The fact is -- THE LOCAL POLICE CAN ALREADY GET INTO YOUR PHONE. Let's not forget that they can listen in on your phone calls and record them via Kingfisher and Stingray devices mounted in squad cars or helicopters. Local governments are approving budgets for these devices without even really knowing what they do.

Now I know it's a psyop or stunt. Google just agreed with Apple:

Google's chief executive sided with rival Apple on Wednesday in its battle with a judge who ordered it to help the FBI access information on the encrypted iPhone used by one of the San Bernardino shooters.

NBC

Why is this important?

Quite plainly, Google works for the US State Department.

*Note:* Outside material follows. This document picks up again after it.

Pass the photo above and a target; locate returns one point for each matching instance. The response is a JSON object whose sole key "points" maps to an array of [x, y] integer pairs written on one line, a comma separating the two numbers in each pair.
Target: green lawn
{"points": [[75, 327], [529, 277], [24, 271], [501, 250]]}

Yep, that's right. Google is deeply in bed with the US State Department. One of the CEO's is a former State Dept. employee. Google is the State Department's public "cover" to do things it can't do in its official capacity. Let's also just forget the wholesale sell off of personal data to the NSA by Google as well...

Caught red-handed last year making petabytes of personal data available to the U.S. intelligence community through the PRISM program, Google nevertheless continues to coast on the goodwill generated by its “don’t be evil” doublespeak.

Newsweek - Google is not what it seems

The article is really, really long -- but it's VERY eye opening.

So when you take both facts -- that Google is now standing with Apple on this, and the fact that Google is basically a non-government, governmental agency...

Yeah, this smells. Smells really bad.